Collections
Our Cambridge Collection has changing exhibitions about Cambridge. Much of our collection is in storage to ensure its preservation for future generations.
Brewery (Empire Street)
The brewery in Brewery (now Empire) Street provided a service to the district for many years producing vats of pure amber beer and cordial. In the 1940s it was suggested as an air raid shelter for Cambridge but it was found to be good only as storage and perhaps a mortuary. It was in a bad state of repair with rotten timber, borer and rusting iron.

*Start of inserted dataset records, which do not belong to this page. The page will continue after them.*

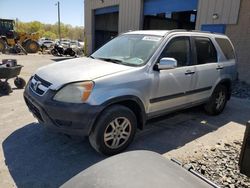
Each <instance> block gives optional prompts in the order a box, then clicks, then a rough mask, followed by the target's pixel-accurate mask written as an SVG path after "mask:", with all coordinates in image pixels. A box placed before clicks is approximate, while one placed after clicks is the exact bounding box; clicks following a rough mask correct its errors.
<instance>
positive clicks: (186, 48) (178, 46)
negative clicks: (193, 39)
mask: <svg viewBox="0 0 250 188" xmlns="http://www.w3.org/2000/svg"><path fill="white" fill-rule="evenodd" d="M165 57H170V58H174V59H176V61H177V66H178V67H183V66H187V65H189V64H190V39H189V37H176V38H174V39H172V40H171V41H170V42H169V43H168V44H167V46H166V48H165V49H164V50H163V52H162V54H161V56H160V59H161V58H165Z"/></svg>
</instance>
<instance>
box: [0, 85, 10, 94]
mask: <svg viewBox="0 0 250 188" xmlns="http://www.w3.org/2000/svg"><path fill="white" fill-rule="evenodd" d="M11 92H12V88H11V87H10V85H9V83H7V82H2V83H0V93H1V94H2V95H9V94H10V93H11Z"/></svg>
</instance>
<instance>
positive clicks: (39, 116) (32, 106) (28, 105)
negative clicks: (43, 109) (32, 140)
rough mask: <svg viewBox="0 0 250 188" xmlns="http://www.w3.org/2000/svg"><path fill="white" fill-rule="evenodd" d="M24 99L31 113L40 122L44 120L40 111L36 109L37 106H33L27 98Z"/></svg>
mask: <svg viewBox="0 0 250 188" xmlns="http://www.w3.org/2000/svg"><path fill="white" fill-rule="evenodd" d="M24 99H25V102H26V104H27V106H28V108H29V110H30V111H31V112H32V113H33V115H34V116H35V117H36V118H37V119H38V120H39V121H40V122H44V121H43V118H42V115H41V113H40V111H39V110H38V109H37V107H35V106H34V105H33V104H32V103H31V102H29V100H27V99H26V98H24Z"/></svg>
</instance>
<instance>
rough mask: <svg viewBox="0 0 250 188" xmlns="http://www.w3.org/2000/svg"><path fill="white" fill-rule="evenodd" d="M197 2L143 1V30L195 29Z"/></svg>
mask: <svg viewBox="0 0 250 188" xmlns="http://www.w3.org/2000/svg"><path fill="white" fill-rule="evenodd" d="M197 8H198V0H178V1H176V0H144V24H143V28H144V29H189V30H191V29H195V23H196V15H197Z"/></svg>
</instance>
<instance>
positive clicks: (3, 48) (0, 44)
mask: <svg viewBox="0 0 250 188" xmlns="http://www.w3.org/2000/svg"><path fill="white" fill-rule="evenodd" d="M3 50H4V45H3V44H1V43H0V51H3Z"/></svg>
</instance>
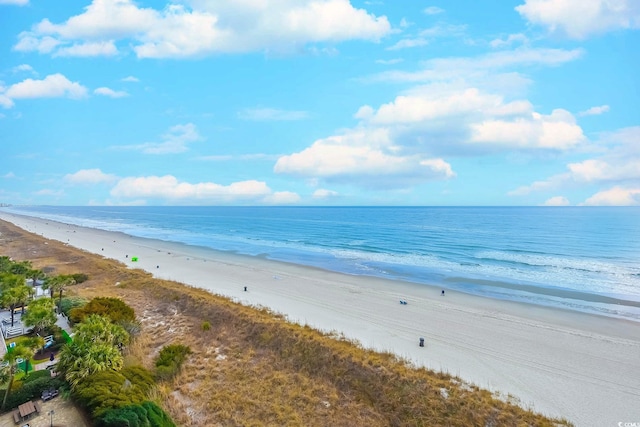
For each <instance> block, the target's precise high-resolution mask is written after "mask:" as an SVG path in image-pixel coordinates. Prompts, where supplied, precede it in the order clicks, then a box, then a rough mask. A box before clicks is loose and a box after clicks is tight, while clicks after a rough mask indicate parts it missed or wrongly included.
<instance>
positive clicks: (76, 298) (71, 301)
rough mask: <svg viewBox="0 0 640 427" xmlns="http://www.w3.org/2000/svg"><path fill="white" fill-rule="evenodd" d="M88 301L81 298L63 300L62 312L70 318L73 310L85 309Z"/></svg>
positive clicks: (62, 299)
mask: <svg viewBox="0 0 640 427" xmlns="http://www.w3.org/2000/svg"><path fill="white" fill-rule="evenodd" d="M87 302H88V301H87V300H86V299H84V298H81V297H68V298H62V302H61V303H60V311H62V313H64V315H65V316H67V317H69V312H70V311H71V309H72V308H78V307H83V306H85V305H86V304H87Z"/></svg>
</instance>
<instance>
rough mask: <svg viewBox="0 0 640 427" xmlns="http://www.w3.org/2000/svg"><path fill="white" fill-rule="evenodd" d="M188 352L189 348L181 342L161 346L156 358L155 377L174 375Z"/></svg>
mask: <svg viewBox="0 0 640 427" xmlns="http://www.w3.org/2000/svg"><path fill="white" fill-rule="evenodd" d="M189 354H191V349H190V348H189V347H187V346H184V345H181V344H172V345H168V346H166V347H163V348H162V350H160V354H159V355H158V358H157V359H156V377H157V378H158V379H161V380H168V379H170V378H172V377H174V376H175V375H176V374H177V373H178V371H179V370H180V367H181V366H182V364H183V363H184V361H185V359H186V358H187V356H188V355H189Z"/></svg>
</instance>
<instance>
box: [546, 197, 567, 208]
mask: <svg viewBox="0 0 640 427" xmlns="http://www.w3.org/2000/svg"><path fill="white" fill-rule="evenodd" d="M543 205H544V206H570V205H571V202H569V199H567V198H566V197H564V196H555V197H552V198H550V199H547V200H546V201H545V202H544V203H543Z"/></svg>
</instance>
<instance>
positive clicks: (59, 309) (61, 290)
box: [43, 274, 76, 312]
mask: <svg viewBox="0 0 640 427" xmlns="http://www.w3.org/2000/svg"><path fill="white" fill-rule="evenodd" d="M75 284H76V279H74V278H73V276H71V275H67V274H61V275H59V276H54V277H51V278H49V279H48V280H47V281H46V282H45V284H44V286H43V287H44V288H45V289H46V288H49V293H50V295H51V298H53V295H54V294H55V293H56V292H58V293H59V297H58V312H59V311H60V303H61V302H62V292H63V291H64V290H65V289H66V288H67V286H71V285H75Z"/></svg>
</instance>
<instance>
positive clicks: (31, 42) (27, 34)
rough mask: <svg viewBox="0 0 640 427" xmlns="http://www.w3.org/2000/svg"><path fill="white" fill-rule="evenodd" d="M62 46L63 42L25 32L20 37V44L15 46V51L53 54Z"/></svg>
mask: <svg viewBox="0 0 640 427" xmlns="http://www.w3.org/2000/svg"><path fill="white" fill-rule="evenodd" d="M60 44H62V42H61V41H60V40H58V39H55V38H53V37H50V36H37V35H36V34H34V33H31V32H27V31H25V32H22V33H20V34H19V35H18V43H16V45H15V46H13V49H14V50H17V51H18V52H34V51H35V52H38V53H51V52H52V51H53V50H54V49H55V48H56V47H57V46H59V45H60Z"/></svg>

Hallys’ Brewery was built by the Hally brothers in the 1870s and under their ownership was conducted as a brewery and cordial factory. After a number of years the business was sold to Mr Edward Cussens then later sold back to the Hally Brothers and run only as a cordial factory. Another change of ownership was made and Mr Hector Amos continued to make cordials until it was finally closed down prior to World War One.
The stones used in building the two-foot thick walls came from the river below the Fergusson Bridge. This section of land had been allocated to Sergeant Charles Chitty of the 3rd Waikato Militia and to his chagrin was found to be almost devoid of soil – only a thin layer covering solid rock.
At the time that the construction of the brewery was being considered arrangements were made with Sergeant Chitty to take the rock from his section.
Stories were told of occurrences incidental to the process of brewing: of a wild Irishman who elected to bathe in one of the vats and was discovered by an irate manager ‘in liquor’ in every sense of the term; of bumble bees deceived by a similarity of colour becoming well and truly ‘primed’; and of the brewery pigs showing all the manifestations of having had ‘one over the eight’.